Replacing nickel with iron is known to promote supported nickel catalyst for CO2 methanation. This promotion is often attributed to the presence of Ni-Fe alloy. However, the effect of replacing Ni with Fe on a common rate expression of CO2 methanation and the specific causes leading to the promotion are not addressed. To achieve these objectives, we synthesize and characterize an alumina supported Ni, 15NiAl, and two alumina supported Ni-Fe catalysts, 15Ni7FeAl and 15Ni3FeAl. These catalysts contain 15 wt% of Ni or Ni + Fe. In 15Ni7FeAl and 15Ni3FeAl the Ni/Fe ratio = 7 and 3, respectively. Characterization studies reveal the presence of smaller Ni-Fe alloy particles in the reduced and spent 15Ni7FeAl and 15Ni3FeAl catalysts.

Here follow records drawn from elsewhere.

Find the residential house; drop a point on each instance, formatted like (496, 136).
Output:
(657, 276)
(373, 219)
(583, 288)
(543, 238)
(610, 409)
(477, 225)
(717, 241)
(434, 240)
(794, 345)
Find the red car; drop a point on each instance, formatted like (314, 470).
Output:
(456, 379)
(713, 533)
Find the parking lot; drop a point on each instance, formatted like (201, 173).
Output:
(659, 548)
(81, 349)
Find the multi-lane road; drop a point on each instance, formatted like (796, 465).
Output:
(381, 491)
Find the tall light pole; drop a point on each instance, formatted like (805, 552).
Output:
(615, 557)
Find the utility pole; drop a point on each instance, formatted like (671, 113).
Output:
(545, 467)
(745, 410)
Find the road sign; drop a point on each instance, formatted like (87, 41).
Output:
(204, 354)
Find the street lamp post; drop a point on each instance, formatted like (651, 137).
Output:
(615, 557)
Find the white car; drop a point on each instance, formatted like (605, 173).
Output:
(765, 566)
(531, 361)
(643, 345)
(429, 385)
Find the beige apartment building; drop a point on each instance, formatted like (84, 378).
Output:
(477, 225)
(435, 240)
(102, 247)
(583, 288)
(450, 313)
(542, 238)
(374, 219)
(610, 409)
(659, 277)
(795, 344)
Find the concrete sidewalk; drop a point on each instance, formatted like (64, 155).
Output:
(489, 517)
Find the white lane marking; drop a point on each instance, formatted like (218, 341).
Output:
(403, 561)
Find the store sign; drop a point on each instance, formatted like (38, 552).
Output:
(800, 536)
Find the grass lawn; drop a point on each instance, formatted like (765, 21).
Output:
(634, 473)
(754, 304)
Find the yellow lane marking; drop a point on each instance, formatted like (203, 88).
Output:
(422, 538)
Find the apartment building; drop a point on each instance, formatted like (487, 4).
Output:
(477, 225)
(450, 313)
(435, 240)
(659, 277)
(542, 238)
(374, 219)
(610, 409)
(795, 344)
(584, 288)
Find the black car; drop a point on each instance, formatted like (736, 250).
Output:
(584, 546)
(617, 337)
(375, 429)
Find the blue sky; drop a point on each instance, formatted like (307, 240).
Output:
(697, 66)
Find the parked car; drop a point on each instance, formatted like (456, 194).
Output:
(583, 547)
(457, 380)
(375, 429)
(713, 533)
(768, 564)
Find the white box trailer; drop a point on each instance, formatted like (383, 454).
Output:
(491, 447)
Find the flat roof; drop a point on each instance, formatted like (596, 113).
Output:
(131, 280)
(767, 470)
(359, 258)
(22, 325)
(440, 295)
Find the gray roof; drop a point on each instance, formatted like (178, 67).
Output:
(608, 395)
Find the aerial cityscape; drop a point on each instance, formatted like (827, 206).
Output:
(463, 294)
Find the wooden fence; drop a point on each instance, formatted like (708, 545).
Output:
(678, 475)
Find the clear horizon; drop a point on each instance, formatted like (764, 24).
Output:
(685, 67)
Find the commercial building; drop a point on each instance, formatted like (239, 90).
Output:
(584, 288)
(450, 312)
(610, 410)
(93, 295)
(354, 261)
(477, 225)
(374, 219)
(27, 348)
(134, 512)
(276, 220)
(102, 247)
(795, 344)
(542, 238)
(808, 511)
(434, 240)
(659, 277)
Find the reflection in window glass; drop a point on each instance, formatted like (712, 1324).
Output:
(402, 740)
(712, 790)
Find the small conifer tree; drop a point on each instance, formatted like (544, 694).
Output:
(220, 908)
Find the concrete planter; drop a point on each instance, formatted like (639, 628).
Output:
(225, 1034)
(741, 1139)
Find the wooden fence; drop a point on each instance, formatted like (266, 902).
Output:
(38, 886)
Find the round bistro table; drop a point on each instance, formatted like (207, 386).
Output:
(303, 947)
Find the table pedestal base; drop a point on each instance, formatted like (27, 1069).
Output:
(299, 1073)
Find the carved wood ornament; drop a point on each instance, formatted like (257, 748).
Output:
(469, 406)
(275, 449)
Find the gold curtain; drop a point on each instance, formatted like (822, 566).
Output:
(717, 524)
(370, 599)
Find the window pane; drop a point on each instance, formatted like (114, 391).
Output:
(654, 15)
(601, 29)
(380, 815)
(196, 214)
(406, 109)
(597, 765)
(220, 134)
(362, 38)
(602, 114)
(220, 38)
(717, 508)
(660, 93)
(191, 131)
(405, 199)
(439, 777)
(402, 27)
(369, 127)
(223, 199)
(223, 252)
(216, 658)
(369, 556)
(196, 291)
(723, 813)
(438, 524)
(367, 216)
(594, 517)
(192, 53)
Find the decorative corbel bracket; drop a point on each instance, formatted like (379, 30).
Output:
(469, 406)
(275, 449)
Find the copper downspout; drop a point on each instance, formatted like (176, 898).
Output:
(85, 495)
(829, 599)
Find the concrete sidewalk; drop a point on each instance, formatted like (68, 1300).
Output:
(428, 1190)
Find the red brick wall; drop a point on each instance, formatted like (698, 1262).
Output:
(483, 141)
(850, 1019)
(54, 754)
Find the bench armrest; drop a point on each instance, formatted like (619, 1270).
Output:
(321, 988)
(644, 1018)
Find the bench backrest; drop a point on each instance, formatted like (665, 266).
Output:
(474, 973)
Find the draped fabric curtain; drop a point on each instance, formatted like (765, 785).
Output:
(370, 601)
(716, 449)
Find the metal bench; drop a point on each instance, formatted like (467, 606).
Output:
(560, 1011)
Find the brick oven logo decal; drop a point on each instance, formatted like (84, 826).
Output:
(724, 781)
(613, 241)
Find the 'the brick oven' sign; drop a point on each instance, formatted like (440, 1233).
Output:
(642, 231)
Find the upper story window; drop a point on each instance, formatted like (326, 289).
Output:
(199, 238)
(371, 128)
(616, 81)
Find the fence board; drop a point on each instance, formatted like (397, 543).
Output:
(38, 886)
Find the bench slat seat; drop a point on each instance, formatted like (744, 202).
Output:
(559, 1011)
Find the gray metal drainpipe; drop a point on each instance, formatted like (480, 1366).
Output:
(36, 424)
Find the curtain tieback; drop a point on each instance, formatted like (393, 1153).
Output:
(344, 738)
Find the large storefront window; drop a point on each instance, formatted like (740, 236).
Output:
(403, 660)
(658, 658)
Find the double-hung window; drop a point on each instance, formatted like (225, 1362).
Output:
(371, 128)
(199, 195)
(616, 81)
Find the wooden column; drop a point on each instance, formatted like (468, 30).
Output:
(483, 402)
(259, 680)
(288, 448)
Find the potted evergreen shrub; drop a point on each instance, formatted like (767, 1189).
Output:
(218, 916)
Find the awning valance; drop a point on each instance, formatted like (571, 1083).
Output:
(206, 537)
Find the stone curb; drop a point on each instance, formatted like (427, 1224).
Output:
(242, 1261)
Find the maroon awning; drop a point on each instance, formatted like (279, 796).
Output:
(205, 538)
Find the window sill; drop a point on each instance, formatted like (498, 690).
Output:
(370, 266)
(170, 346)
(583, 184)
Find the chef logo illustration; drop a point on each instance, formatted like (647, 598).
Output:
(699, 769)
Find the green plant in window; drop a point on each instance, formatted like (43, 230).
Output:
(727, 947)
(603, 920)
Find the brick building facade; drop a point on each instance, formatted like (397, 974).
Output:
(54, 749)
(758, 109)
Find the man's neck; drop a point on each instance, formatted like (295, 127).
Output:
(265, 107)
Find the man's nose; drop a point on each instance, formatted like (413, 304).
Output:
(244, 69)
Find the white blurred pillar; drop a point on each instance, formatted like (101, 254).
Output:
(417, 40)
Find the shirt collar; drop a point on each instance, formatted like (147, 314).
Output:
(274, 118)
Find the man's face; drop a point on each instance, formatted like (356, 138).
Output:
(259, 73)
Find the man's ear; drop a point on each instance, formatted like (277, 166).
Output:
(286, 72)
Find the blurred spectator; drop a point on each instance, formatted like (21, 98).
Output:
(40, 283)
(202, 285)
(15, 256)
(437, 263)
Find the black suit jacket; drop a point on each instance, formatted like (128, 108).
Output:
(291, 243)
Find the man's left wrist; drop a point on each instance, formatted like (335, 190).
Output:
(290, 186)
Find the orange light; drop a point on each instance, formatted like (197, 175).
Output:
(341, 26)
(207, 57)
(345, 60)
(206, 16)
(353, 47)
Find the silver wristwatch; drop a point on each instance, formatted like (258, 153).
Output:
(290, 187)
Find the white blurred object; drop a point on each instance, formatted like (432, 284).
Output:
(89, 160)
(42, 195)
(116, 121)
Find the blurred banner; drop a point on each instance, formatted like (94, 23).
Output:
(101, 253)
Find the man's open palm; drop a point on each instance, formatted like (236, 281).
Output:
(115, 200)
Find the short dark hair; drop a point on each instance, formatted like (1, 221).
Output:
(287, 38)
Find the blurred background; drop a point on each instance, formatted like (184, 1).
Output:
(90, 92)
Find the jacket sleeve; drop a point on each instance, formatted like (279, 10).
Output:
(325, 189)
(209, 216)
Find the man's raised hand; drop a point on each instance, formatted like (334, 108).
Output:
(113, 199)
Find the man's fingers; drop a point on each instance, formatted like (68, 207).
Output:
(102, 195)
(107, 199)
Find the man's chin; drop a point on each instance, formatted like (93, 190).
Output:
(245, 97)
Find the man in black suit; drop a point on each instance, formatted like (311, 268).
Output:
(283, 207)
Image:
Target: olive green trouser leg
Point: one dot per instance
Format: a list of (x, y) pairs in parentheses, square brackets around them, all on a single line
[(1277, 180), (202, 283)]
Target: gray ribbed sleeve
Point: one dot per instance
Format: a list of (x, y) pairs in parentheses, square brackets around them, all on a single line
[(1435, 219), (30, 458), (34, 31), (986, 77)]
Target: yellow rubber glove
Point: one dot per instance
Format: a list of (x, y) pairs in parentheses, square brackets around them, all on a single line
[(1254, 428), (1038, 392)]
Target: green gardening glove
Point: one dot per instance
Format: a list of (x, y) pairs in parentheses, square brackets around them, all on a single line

Other characteristics of the catalysts are also identified. With these catalysts we carry out the CO2 methanation reaction under different operating conditions. The enhancement in rate of CH4 formation, rCH4, while using the two bimetallic supported catalysts strongly depends on the Ni/Fe ratio, reactant partial pressures and temperatures. We modify an existing rate expression to adequately represent the reaction data of the three catalysts. In this rate expression, the surface reaction between molecularly adsorbed reactant gases is the rate-determining-step. As Ni is progressively replaced with Fe in the bimetallic catalysts, the apparent rate constants and equilibrium constants for the adsorption of CO2 and H2 of the rate expression increases, which increases rCH4. Under all operating conditions the 15Ni3FeAl catalyst shows the best rCH4 and the apparent rate constants and equilibrium constants are the largest. It appears that the Ni-Fe alloy increases the number of adsorption-sites and the fractional coverage of adsorbed CO2 and H2, which then results in enhanced rCH4 values.